Talvez seja aqui que senhoras e senhores de óculos na ponta do nariz, seríssimos, se vão escandalizar, franzir o sobrolho, fazer um rosto de nojo: como assim, “em primeiro lugar Deus”, em segundo, enfim, dar umas cambalhotas contigo?

Se por esta altura ainda desejar continuar a ouvir o disco, tem um estômago suficientemente forte para seguir e digerir a viagem. Uma jornada naquilo que a própria Rosalía descreveu, por sinal exemplarmente, como uma “montanha-russa”. A expressão, usou-a recentemente em entrevista ao jornal espanhol El País. Disse então Rosalía: “O álbum é como uma montanha-russa. Vai para cima e para baixo. É assim que me sinto, às vezes”.

Quando aqui escrevemos que “montanha-russa” é uma expressão exemplar para descrever Motomami, é porque tudo isto parece demasiado frenético, um álbum cheio de curvas e contra-curvas, passes e fintas de letra como logo a seguir carrinhos impetuosos, momentos (mais raros) de comover as pedras da calçada, outros (mais constantes) de levantar os ombros, abanar a cabeça e fingirmos que somos todos J Balvin por uns segundos. De mãos dadas: “alta” e “baixa” cultura, bom e mau gosto, emoção e canto de quem tem na voz um dom e um flirt com o reggaeton, o trap e os ritmos dançantes de ruas de má fama.

A capa do novo disco de Rosalía

Motomami soa a um cosmos completo, cheio de imperfeições, delírios de grandeza desconstruídos, ambições desmedidas ridicularizadas, sonhos cândidos narrados. É um mundo novo latino, que de retalhos do passado tenta, no presente, construir um futuro.

J Balvin, estrela do reggaeton que gravou com Rosalía o super-êxito pop “Con Altura”, resumiu bem o papel de Rosalía na nova tapeçaria da pop mundial, em declarações à Vice: “Tem um conhecimento extraordinário e único da história da música latina. E é capaz de, de forma consistente, pegar nos melhores elementos do passado e recontextualizá-los de modo a que pareçam futuristas, sem deixarem de honrar as raízes dessa música”. Seguimos viagem.

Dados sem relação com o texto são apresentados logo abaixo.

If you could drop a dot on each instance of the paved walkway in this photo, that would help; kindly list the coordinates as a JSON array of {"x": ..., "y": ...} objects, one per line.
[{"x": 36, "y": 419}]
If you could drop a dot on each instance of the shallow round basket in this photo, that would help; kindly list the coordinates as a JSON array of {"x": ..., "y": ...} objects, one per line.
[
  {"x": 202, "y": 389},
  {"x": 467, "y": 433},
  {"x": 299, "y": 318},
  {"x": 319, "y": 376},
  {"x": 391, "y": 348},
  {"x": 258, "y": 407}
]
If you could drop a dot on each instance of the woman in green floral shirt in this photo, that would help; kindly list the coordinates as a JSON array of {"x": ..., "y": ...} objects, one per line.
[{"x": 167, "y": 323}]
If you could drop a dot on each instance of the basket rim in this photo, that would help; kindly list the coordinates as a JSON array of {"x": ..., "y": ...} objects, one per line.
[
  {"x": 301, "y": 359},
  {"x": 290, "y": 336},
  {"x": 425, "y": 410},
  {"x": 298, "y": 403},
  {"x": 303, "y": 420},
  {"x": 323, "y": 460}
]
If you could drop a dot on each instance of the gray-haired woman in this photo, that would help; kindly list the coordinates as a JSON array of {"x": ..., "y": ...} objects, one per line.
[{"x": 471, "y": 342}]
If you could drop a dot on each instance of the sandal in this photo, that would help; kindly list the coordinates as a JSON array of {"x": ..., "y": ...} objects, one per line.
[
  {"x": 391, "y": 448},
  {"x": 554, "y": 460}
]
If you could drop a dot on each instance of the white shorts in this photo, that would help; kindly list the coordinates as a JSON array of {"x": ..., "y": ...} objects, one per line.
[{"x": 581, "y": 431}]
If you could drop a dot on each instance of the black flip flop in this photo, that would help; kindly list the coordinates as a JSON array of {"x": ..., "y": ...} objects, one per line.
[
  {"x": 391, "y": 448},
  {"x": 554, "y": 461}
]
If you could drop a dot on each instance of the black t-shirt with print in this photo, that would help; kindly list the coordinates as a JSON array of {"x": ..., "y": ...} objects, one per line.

Aos 28 anos, Rosalía, nascida numa pequena cidade da Catalunha, é uma das estrelas da pop mundial

As pérolas (canção a canção), o TikTok e a América na mira

Para trás ficaram várias coisas. Desde logo, o mito: o talento prodigioso que, (reza a biografia) pelo mérito e não por amiguismos, irrompeu na indústria musical; a mulher que ainda criança, com apenas oito anos, abriu a goela, cantou pela primeira vez em público e deixou uns quantos familiares de olhos marejados em lágrimas.

Depois, foi-se a vontade de ter o consenso da crítica, os “alternativos” e os “clássicos” a seus pés. Primeiro com Los Ángeles, álbum em que reinterpretava o cancioneiro flamenco, depois em El Mal Querer, em que renovava esse legado e património musical espanhol colocando-o em diálogo com a pop do presente e com ritmos novos de quem procurava o futuro, Rosalía ainda não rompera inteiramente com um campo sonoro relativamente consensual.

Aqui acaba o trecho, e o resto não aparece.